Washington: A study of marijuana and alcohol use in people between the ages of 18 and 24 has revealed that marijuana users change over to alcohol at the age of 21.
The study found a drastic increase in alcohol consumption in people just over 21, the minimum legal age to drink in many countries.
At the same age, there was an equally dramatic drop in marijuana use.
"Alcohol appears to be a substitute for marijuana. This sudden decrease in the use of marijuana is because they suddenly have easy access to alcohol," said Ben Crost, an economist at the University of Illinois.
The authors used five years of data from the National Survey on Drug Use and Health. The participants were asked how many days in the past 30 that they had alcoholic drinks or used marijuana.

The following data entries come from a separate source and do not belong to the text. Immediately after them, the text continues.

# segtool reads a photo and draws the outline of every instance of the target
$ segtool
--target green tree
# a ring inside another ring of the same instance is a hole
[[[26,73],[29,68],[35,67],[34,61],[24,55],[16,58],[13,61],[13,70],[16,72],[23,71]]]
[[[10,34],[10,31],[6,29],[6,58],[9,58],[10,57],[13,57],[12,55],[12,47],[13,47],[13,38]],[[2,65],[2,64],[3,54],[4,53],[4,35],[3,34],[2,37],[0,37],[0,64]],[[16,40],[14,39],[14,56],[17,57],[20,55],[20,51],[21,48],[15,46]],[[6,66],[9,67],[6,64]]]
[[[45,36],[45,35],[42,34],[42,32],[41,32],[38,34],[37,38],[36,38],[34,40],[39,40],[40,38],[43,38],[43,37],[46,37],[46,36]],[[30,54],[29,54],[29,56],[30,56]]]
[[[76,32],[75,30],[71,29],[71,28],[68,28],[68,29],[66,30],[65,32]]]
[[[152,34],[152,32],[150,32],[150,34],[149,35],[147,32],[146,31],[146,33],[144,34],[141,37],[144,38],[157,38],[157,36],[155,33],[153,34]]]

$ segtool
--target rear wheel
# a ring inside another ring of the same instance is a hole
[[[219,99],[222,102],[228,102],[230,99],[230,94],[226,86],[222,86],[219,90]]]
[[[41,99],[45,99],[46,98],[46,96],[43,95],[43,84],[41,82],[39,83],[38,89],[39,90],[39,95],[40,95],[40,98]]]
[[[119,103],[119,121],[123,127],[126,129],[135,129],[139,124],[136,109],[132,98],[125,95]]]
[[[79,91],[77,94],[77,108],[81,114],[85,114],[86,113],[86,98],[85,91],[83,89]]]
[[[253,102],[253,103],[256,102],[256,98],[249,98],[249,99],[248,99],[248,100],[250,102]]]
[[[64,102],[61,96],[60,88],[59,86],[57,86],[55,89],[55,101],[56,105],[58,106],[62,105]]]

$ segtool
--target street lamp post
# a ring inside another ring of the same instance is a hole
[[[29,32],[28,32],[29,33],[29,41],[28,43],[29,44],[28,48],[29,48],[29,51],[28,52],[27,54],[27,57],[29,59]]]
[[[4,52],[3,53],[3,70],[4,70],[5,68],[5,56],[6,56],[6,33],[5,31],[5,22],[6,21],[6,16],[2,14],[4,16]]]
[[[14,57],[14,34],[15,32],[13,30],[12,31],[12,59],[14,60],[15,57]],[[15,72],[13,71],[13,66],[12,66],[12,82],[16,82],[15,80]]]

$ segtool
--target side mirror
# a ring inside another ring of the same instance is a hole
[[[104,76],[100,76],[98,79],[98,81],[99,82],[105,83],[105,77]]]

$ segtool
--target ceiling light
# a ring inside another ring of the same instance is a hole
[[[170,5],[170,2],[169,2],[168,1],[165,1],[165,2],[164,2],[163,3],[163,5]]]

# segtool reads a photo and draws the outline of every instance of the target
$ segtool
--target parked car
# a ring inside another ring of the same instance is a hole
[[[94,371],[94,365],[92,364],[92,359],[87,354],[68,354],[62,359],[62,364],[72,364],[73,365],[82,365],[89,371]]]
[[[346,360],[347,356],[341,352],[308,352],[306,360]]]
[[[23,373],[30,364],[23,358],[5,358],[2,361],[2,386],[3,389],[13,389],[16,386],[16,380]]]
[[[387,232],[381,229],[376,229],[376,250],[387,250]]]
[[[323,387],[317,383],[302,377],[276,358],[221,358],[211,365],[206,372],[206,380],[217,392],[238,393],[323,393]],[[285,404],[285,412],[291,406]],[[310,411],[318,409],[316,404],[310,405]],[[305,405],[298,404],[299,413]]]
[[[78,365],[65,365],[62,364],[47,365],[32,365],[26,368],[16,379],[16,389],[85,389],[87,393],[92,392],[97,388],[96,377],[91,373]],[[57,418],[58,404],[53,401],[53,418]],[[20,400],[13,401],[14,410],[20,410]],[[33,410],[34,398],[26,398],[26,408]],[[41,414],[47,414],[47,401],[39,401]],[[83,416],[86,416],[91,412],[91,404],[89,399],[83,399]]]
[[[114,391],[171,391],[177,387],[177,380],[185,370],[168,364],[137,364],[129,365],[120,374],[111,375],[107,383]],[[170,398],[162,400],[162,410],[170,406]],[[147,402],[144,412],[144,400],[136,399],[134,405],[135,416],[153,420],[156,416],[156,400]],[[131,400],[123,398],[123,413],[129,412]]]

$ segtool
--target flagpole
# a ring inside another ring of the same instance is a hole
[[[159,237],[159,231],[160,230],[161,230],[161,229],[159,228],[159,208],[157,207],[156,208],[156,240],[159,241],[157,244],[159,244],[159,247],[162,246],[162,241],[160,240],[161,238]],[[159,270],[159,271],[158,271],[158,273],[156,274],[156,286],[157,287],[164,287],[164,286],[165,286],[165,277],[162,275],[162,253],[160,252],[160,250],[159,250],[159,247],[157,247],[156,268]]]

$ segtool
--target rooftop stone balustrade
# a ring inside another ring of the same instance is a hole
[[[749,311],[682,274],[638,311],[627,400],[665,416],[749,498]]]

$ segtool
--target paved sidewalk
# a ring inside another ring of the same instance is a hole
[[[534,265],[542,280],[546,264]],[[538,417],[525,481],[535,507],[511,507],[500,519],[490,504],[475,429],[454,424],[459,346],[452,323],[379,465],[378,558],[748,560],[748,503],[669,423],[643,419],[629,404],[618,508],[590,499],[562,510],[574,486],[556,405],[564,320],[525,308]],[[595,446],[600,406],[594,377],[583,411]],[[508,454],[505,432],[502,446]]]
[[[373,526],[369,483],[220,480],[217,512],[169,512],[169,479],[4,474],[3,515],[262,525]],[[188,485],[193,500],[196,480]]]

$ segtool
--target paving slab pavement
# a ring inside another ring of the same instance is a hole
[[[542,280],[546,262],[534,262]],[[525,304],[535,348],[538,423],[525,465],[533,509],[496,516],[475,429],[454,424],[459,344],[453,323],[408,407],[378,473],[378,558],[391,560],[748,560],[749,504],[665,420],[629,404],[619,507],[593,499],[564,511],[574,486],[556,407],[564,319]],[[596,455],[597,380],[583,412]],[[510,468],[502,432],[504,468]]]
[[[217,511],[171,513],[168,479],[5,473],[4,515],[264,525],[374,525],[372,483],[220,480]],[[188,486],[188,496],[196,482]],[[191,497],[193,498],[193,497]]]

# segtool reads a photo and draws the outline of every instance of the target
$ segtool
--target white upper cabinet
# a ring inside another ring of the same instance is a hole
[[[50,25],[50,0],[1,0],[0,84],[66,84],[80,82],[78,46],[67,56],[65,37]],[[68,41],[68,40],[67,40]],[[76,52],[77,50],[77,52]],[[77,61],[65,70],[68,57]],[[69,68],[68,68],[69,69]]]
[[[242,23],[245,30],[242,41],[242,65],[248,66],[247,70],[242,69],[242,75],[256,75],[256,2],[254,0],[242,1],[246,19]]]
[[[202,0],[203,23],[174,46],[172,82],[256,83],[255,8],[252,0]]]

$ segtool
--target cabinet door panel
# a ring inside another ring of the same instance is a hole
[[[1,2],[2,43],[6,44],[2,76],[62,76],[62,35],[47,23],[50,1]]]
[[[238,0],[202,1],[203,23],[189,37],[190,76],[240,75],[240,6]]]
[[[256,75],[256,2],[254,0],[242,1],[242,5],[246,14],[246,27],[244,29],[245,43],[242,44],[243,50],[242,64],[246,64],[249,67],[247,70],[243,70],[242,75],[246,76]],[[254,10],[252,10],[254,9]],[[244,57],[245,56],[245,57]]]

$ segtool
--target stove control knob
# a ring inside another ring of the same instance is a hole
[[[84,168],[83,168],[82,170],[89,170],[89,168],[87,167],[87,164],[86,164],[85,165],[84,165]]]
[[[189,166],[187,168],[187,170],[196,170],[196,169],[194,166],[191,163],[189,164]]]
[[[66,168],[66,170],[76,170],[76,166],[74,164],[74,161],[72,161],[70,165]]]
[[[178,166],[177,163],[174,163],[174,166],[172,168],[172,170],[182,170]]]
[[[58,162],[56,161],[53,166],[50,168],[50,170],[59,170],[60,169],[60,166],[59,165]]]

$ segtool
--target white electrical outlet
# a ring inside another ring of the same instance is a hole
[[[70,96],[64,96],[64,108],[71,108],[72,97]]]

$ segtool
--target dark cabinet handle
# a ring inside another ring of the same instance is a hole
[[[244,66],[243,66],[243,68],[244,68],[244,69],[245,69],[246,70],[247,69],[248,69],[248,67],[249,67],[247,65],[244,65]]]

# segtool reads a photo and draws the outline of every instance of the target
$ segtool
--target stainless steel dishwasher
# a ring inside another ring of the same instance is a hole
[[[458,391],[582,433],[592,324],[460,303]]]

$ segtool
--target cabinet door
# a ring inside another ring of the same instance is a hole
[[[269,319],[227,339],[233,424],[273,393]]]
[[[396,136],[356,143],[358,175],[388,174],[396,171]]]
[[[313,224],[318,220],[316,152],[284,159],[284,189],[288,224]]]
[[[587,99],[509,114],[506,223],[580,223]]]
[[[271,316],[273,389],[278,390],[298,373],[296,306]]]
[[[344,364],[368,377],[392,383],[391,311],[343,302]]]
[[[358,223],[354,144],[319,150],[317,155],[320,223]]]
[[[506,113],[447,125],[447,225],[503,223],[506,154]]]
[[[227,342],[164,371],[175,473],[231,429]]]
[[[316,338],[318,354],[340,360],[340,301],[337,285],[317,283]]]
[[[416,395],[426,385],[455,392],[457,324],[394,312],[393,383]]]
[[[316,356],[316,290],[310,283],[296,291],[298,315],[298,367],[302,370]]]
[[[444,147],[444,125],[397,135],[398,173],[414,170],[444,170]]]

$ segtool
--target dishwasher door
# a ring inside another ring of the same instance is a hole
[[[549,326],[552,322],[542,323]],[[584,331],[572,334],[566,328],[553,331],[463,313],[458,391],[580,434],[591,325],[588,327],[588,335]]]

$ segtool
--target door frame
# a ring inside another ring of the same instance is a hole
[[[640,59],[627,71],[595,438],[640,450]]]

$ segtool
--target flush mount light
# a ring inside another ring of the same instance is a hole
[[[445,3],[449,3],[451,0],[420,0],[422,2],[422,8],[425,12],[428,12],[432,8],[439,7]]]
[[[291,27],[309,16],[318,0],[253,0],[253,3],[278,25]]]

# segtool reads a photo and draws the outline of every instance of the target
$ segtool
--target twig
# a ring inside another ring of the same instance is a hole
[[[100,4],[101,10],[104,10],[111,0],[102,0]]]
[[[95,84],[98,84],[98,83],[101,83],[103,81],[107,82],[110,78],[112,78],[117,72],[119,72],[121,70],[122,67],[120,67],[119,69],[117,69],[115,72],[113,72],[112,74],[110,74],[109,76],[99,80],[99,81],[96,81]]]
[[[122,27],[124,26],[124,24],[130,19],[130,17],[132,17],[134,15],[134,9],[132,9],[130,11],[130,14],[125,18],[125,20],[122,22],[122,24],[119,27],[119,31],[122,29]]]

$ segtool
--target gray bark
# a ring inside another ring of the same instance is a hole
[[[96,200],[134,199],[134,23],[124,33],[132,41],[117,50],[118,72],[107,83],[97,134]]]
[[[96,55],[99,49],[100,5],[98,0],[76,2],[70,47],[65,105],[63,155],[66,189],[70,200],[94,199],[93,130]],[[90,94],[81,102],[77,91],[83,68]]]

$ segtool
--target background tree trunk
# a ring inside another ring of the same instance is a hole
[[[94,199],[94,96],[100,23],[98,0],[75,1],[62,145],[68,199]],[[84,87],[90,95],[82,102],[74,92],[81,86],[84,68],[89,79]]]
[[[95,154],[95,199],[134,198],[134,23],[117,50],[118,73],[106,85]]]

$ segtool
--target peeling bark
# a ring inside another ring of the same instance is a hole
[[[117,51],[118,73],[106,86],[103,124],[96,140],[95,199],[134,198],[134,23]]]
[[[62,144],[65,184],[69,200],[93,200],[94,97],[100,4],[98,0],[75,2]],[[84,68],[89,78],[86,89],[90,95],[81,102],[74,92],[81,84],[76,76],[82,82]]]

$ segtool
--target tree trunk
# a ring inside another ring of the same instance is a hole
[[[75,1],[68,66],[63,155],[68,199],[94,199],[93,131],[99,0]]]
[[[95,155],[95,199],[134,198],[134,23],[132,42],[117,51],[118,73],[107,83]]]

The study by Benjamin Crost and Santiago Guerrero was published in the Journal of Health Economics.
"Whenever there is a discontinuous threshold where something changes, it provides a way to identify a causal effect," Crost said.
"All of the costs and benefits from policies designed to reduce alcohol consumption, such as the minimum legal drinking age or liquor taxes, need to be assessed," Cost added.
"Marginally lowering the minimum legal drinking age would decrease the probability of marijuana consumption in young adults by about 10 percent. So, policies aimed at restricting alcohol consumption among young adults are likely to have the unintended consequence of increasing the use of illegal drugs, such as marijuana," Cost said.